THE AFGHAN PRESIDENT IN INDIA
During Ghani’s April 27-29, 2015 visit, he and Prime Minister Narendra Modi agreed to work closely with Iran to make the port project a reality, and to develop it as a viable gateway to Afghanistan and Central Asia.
They agreed that routes additional to the existing ones will provide a major impetus to Afghanistan’s economic reconstruction efforts.
2016: India, Afghanistan & Iran signed a Trilateral Agreement to establish the International Transport and Transit Corridor for developing the Chabahar Port Terminal.
HOW THE US WAS MANAGED NOW?
The attitude of the Donald Trump administration towards Iran complicated matters after 2017, but India appeared determined to stay the course.
India managed to get a waiver from the US for the Chabahar project, citing access to Afghanistan as a reason.
India’s approach also stemmed from the fact that China was aggressively pursuing President Xi Jinping’s ambitious Belt and Road Initiative for massive infrastructure development across large parts of Asia and Africa.
THE CHABAHAR PORT OF TODAY (ACCOMPLISHMENTS)
- India has so far supplied six mobile harbour cranes (two of 140-tonne and four of 100-tonne capacity) and other equipment worth $25 million.

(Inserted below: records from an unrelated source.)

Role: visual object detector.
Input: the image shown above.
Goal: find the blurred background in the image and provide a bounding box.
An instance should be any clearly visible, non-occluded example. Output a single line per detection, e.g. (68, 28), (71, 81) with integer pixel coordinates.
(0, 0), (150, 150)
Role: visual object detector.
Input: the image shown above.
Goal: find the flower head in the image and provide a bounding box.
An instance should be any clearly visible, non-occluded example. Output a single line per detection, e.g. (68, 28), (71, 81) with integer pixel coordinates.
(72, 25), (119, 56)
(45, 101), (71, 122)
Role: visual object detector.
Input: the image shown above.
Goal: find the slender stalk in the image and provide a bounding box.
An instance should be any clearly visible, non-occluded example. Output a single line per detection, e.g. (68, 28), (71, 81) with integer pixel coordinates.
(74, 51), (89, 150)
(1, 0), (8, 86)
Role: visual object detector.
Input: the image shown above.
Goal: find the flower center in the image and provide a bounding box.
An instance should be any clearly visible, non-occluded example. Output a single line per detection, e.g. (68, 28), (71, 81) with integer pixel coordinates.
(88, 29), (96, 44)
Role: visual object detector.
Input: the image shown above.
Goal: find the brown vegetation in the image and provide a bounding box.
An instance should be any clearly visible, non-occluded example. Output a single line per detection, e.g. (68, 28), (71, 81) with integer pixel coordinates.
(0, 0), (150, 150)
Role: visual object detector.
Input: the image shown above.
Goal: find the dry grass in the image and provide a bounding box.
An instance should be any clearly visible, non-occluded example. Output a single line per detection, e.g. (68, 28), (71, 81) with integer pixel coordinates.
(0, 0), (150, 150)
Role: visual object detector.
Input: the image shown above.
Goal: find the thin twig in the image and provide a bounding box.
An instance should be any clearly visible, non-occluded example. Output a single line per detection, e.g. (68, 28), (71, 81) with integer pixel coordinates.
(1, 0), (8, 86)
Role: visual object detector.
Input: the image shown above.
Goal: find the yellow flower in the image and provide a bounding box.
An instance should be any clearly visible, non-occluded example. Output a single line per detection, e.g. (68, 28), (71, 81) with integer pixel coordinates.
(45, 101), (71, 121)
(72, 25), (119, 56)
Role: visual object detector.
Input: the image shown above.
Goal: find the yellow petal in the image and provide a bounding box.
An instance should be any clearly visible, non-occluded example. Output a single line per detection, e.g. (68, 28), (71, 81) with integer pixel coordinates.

- IPGL has been operating Chabahar port through its wholly owned subsidiary, India Ports Global Chabahar Free Zone (IPGCFZ), since December 24, 2018.
- The port has handled more than 90,000 twenty-foot-equivalent units (TEUs) of container traffic and more than 8.4 million metric tonnes (MMT) of bulk and general cargo since then.
- The port has also facilitated the supply of humanitarian assistance, especially during the Covid-19 pandemic.
- Till date, a total of 2.5 million tonnes of wheat and 2,000 tonnes of pulses have been trans-shipped from India to Afghanistan through Chabahar port.
- In 2021, India supplied 40,000 litres of the environment friendly pesticide (malathion) through the port to Iran to fight locust attacks.
THE FUTURE PROSPECT
With the operationalisation of the long-term investment, Chabahar could potentially become an important hub to connect India with the landlocked countries of Central Asia and Afghanistan. However, to better realise its commercial and strategic potential, the development of the port must be integrated with the larger connectivity project of the International North South Transport Corridor (INSTC).